# Mapmaking Discussion & Philosophy (WIP/Critique) > Board Game Mapping >  xTrain boardgame

## pavelvon

Hi Boardgamers,
  Because of a xTrain game dev, I became a carthographer :-). The map I'm on to is an Island with rails and stations. Following are pictures showing drafts and progress of it's creation. So far I'm a newbie to the map creation, I expect a lot of mistakes, even thought I studied various tuts from the Guilders.

Here is the draft:



Land, sea and moutains with forest generated:
, 



And finaly the game layer:


At this point I'm actually stucked. Although I added the station points with short description, I feel they somehow doesn't belong to this map. The road - railway is still not dashed (this is not a problem), but how to show / create the railway stops?
And the station Names as well ...

When I find some possible way, I will post it here. Maybe someone can help with few tips and tricks.

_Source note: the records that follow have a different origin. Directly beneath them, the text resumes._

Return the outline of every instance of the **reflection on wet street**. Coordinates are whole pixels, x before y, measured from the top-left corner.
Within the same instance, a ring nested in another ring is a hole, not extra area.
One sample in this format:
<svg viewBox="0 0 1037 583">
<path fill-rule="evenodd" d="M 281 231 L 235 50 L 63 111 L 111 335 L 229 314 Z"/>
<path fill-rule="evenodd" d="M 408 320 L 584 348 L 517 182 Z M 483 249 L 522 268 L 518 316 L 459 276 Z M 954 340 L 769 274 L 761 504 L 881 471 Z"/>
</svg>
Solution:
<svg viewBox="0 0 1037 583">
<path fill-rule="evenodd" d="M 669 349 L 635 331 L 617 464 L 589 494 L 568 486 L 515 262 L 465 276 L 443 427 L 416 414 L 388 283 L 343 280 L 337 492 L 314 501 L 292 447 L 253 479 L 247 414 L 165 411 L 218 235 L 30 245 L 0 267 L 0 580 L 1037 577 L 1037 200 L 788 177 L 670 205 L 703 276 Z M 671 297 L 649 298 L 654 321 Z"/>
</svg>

Thanks for reading/comments,
PavelVon

----------


## Blather

As far as creating the railway stops you could hand draw the image, scan it, apply the appropriate transparencies and then save the image as a bmp. I am not totally familiar with this process but is is doable. Campaign Cartographer 3 is the software I will be working with. Some of the tutorials for it explain this process. I think you could find any number of vids on the subject though. With the names you may just have to experiment with fonts and font color to get this right. I think you may need to look at the overall product design to work it in. Good luck with the project, what you have so far looks fantastic.

----------


## pavelvon

Very good Blather !!! You read my thoughts, really. I was wandering what would childrens make to like the map. And images was the answer  :Very Happy: .
I already started to doole some images yesterday. The first ideas came swiftly and clearly. Here are few of them. Just hand doodles. I can't wait to try some of them on the map.
I spent a lot of time reading tutorial (specialy on this forum) and doing tryouts, that I can imagine a way to bring it to the map.



My first Idea was to create the images in ISO view. The idea came so suddenly, that I haven't seen my daughter's image on the other side of the sheet in my scatchbook.
So the circles are not my delirium, but my daughter's doodle  :Razz: . And the scanner is uncompromising to me  :Smile: .

Your tip just underscore the correct way in the case of this map.

Cheers Blather,
PavelVon

----------


## Blather

WOW! Those look fantastic! You my good sir have quite a talent. Take a look at the Profantasy site and it shows some of their image catalogs. Or you can do a search for icons on Google. Google the type of icon you are looking for or just reduce the size or type of image it should return. You are on the right track, pun intended. The way you are depicting the images is dead on. They convey more information than just names on a map. If this game is for all ages it works so much the better. As for children, the image of your mine stop conjures up the sound of that machine. Making connections like this is a great way to get emergent experiences from playing a game.

----------


## pavelvon

Hi there,
  I'm actually following the hints and thoughts to bring "icons" resp. images to the map. 
I thought it would be easy to find suitable images, but alas! it took ages to find something suitable.
This leads me to the isometrics forums like pixel joint, where I found some beautiful stuff and hints.
  But till I will be able to produce something on my own, I use any images possible  :Smile: .

So, here is the actual map. Some picts are still missing. If enyone has a good source of isometric buildings (actually some farms are needed ...) please let me know. 
I'm using A3 page size in Gimp, but I exported this image to 1024x768 only as it's only for the overall preview purposes. If anybody wants more datail. I will upload it.



Cheers,

----------